It might sound unconventional — and perhaps even a little creepy — but there’s now an artificial intelligence (AI) beauty pageant. The unique event saw 1,500 AI-generated female influencers from around the globe competing for the title of Miss Artificial Intelligence Beauty. The competition was introduced as part of the World AI Creator Awards (WAICAs) in partnership with the content creation platform Fanvue.
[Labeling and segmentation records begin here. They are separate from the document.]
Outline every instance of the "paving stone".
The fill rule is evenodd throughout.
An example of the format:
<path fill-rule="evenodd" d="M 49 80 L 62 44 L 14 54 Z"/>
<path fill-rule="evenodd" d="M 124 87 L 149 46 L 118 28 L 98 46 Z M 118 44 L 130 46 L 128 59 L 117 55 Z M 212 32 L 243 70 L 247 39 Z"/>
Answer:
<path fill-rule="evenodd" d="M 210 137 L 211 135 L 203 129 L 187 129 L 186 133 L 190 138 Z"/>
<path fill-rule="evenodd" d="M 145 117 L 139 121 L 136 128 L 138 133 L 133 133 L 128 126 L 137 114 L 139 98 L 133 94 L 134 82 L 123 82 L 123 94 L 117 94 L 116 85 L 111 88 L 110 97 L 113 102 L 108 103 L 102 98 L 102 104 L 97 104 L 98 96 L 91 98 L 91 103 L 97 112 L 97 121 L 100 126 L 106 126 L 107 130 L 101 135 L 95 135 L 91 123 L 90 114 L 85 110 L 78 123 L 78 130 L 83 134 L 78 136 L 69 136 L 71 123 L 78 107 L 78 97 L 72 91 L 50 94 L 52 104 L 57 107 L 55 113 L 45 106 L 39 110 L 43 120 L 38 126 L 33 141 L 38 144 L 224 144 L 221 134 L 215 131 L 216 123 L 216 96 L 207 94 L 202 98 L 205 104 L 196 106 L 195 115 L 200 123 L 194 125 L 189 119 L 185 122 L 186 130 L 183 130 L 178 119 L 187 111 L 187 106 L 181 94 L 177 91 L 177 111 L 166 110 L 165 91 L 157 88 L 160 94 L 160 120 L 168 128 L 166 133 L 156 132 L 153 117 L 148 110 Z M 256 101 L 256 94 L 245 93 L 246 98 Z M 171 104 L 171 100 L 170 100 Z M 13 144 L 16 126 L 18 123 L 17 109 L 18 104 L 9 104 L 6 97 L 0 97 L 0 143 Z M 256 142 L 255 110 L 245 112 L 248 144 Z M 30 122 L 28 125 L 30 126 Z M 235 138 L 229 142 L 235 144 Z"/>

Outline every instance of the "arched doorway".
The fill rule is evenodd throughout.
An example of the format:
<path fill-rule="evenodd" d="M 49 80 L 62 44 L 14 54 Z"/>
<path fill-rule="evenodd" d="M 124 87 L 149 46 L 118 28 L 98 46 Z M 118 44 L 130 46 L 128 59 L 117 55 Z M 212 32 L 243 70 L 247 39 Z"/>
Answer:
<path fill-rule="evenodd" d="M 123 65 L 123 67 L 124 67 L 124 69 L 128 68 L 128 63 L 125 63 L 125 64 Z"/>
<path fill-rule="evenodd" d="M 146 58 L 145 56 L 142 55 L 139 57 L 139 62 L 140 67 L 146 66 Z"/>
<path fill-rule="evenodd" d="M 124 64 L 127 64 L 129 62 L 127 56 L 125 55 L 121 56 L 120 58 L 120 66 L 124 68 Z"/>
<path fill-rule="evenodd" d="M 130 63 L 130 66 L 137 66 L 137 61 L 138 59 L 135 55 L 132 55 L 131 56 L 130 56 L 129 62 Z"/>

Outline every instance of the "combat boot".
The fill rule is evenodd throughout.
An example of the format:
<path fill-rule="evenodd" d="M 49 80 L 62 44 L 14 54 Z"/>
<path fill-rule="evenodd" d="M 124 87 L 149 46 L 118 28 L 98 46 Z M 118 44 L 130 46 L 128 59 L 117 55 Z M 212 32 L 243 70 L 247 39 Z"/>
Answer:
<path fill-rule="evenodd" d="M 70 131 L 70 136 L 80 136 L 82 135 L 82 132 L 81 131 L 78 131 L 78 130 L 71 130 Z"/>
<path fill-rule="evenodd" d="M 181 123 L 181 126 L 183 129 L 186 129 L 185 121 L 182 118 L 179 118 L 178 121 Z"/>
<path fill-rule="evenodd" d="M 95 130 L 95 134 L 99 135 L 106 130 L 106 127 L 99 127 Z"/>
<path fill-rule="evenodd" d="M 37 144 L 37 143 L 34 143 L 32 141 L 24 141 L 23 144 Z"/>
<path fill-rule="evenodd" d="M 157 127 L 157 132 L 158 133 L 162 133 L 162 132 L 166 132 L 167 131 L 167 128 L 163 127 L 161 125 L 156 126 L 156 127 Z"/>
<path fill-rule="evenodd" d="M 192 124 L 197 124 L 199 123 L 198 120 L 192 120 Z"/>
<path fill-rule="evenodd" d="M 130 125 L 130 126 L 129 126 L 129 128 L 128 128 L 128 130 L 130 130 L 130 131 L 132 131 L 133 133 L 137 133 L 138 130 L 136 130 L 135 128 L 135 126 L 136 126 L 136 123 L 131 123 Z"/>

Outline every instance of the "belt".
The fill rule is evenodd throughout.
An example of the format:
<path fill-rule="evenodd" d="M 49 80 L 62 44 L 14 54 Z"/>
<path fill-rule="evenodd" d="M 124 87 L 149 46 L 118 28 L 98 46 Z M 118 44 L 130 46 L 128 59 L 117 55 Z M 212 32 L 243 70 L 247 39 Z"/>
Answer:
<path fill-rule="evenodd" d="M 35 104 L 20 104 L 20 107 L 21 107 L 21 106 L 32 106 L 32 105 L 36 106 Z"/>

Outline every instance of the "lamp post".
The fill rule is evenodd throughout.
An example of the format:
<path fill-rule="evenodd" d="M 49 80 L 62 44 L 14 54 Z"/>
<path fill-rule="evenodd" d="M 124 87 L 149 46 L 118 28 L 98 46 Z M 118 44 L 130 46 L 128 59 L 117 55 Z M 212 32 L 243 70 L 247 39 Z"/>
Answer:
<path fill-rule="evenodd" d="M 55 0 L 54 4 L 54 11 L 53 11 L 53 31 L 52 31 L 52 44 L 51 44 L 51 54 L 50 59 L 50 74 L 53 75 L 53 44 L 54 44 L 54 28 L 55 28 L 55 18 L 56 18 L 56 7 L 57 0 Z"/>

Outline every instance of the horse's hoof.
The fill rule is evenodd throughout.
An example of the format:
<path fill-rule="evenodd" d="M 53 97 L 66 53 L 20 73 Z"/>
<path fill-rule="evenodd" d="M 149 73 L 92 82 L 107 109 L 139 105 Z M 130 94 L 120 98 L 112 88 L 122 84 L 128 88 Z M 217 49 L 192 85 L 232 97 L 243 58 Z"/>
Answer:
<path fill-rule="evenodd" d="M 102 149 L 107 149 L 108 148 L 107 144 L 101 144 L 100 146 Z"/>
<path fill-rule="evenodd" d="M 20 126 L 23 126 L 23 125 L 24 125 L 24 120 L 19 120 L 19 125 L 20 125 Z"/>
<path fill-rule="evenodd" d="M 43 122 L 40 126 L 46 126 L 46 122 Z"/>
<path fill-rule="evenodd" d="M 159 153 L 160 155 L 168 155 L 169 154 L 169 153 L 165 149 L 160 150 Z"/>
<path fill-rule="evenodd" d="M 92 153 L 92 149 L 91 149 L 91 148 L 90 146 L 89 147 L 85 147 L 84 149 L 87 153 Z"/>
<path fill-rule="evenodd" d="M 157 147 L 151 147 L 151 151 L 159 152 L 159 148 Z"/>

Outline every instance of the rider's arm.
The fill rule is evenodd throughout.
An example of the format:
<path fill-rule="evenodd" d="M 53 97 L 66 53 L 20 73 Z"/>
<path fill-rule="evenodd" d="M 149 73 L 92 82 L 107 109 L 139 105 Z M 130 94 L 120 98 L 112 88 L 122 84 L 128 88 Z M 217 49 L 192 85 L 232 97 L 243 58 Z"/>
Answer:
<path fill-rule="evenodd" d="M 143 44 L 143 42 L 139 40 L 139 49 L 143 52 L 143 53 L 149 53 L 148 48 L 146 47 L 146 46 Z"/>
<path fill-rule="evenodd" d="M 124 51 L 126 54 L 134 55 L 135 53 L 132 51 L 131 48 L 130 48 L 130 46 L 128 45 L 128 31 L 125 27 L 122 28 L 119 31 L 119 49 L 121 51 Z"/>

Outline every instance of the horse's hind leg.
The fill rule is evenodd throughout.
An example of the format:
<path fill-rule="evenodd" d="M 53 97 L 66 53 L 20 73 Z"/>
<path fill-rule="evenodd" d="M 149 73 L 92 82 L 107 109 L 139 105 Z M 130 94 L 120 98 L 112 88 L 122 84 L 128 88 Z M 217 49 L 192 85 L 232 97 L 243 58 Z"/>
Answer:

During the online broadcast of the ceremony, the “Moroccan virtual influencer” Kenza Layli was crowned Miss Artificial Intelligence Beauty, winning a grand prize of $13,000 for her creator. The French virtual influencer “Lalina” secured the first runner-up position with a $5,000 prize, while the second runner-up was the Portuguese influencer called “Olivia C,” who received $2,000.
Participating in the Miss Artificial Intelligence competition involves building virtual female social media influencers using programs such as OpenAI’s DALL·E 3 and Midjourney. Creators submit their influencers’ pictures and answer typical pageant questions such as, “How can you make the world a better place?” They also need to provide technical details about the AI used in designing their characters.
The jury then selects a winner based on three main criteria:
- Beauty: Contestants are evaluated on traditional pageantry aspects, including physical appearance, poise, and style.
- Social Clout: The social influence of AI creators is assessed based on engagement numbers, audience growth, and cross-platform presence.
- Tech: Contestants are judged on their proficiency with AI tools, including the quality of prompts and the final visual details — especially around hands and eyes, where AI generators often struggle.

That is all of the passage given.